帶有大表的 UPDATE FROM 很慢並且使用 Seq Scans
我有一個大表(最終可能有 10 億行,但目前約為 2600 萬行),我想一次性為給定分組在最高 PK 上設置一個標誌。
我選擇創建一個臨時表來儲存應該設置的 PK,
current=true
其餘的都應該設置current=false
。我製作了一個臨時表而不是物化視圖,但我認為它不會產生真正的區別。為每個發現最大 ID 的過程並不太痛苦:
CREATE TABLE assertion ( pk integer NOT NULL, a bigint NOT NULL, b bigint NOT NULL, c bigint NOT NULL, d integer NOT NULL, current boolean DEFAULT false NOT NULL ); CREATE INDEX assertion_current_idx ON assertion USING btree (current) WHERE (current = true); CREATE INDEX assertion_current_idx1 ON assertion USING btree (current); CREATE UNIQUE INDEX assertion_a_b_c_d_idx ON assertion USING btree (a, b, c, d) WHERE (current = true); SELECT COUNT(pk) FROM assertion; -- 26916858 -- Time: 2912.403 ms (00:02.912) CREATE TEMPORARY TABLE assertion_current AS (SELECT MAX(pk) as pk, a, b, c, d FROM assertion GROUP BY a, b, c, d); -- Time: 72218.755 ms (01:12.219) ANALYZE assertion_current; CREATE INDEX ON assertion_current(pk); -- Time: 22107.698 ms (00:22.108) SELECT COUNT(pk) FROM assertion_current; -- 26455092 -- Time: 15650.078 ms (00:15.650)
根據 的計數
assertion_current
,我們需要為 98% 的行設置“目前”標誌為真。棘手的是如何
assertion
根據目前值在合理的時間內更新表格。有一個a, b, c, d, current
必須維護的唯一約束,因此對current
列的更新需要是原子的,以避免破壞約束。我有幾個選擇:
選項1
僅更新那些
current
更改的值。
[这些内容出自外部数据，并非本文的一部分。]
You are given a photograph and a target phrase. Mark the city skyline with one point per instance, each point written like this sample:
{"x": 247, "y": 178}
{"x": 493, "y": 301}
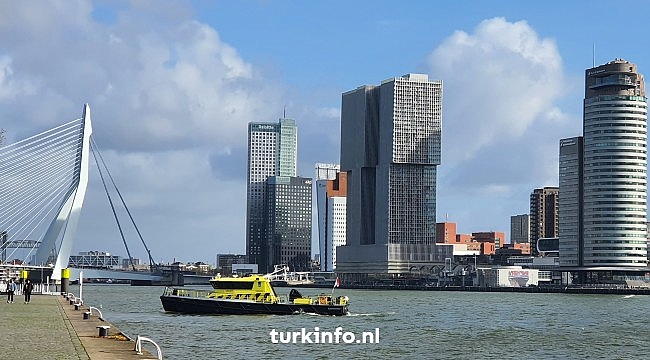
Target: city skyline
{"x": 173, "y": 85}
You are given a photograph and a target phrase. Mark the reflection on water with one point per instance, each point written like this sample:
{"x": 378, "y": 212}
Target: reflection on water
{"x": 413, "y": 324}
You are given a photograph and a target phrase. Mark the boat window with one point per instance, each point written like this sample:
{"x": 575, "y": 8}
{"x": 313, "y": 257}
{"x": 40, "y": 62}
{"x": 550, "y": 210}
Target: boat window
{"x": 245, "y": 285}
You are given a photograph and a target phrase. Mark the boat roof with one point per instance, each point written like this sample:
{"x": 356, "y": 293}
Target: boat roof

這具有根據索引欄位更新所需的最少行數的好處:BEGIN; UPDATE assertion SET current = false WHERE assertion.current = true AND PK NOT IN (SELECT pk FROM assertion_current); UPDATE assertion SET current = true WHERE assertion.current = false AND PK IN (SELECT pk FROM assertion_current); COMMIT;
但是這兩個查詢都涉及序列掃描
assertion_current
(我認為)必須乘以大量行。Update on assertion (cost=0.12..431141.55 rows=0 width=0) -> Index Scan using assertion_current_idx on assertion (cost=0.12..431141.55 rows=1 width=7) Index Cond: (current = true) Filter: (NOT (SubPlan 1)) SubPlan 1 -> Materialize (cost=0.00..787318.40 rows=29982560 width=4) -> Seq Scan on assertion_current (cost=0.00..520285.60 rows=29982560 width=4)
和
Update on assertion (cost=595242.56..596693.92 rows=0 width=0) -> Nested Loop (cost=595242.56..596693.92 rows=17974196 width=13) -> HashAggregate (cost=595242.00..595244.00 rows=200 width=10) Group Key: assertion_current.pk -> Seq Scan on assertion_current (cost=0.00..520285.60 rows=29982560 width=10) -> Index Scan using assertion_pkey on assertion (cost=0.56..8.58 rows=1 width=10) Index Cond: (pk = assertion_current.pk) Filter: (NOT current)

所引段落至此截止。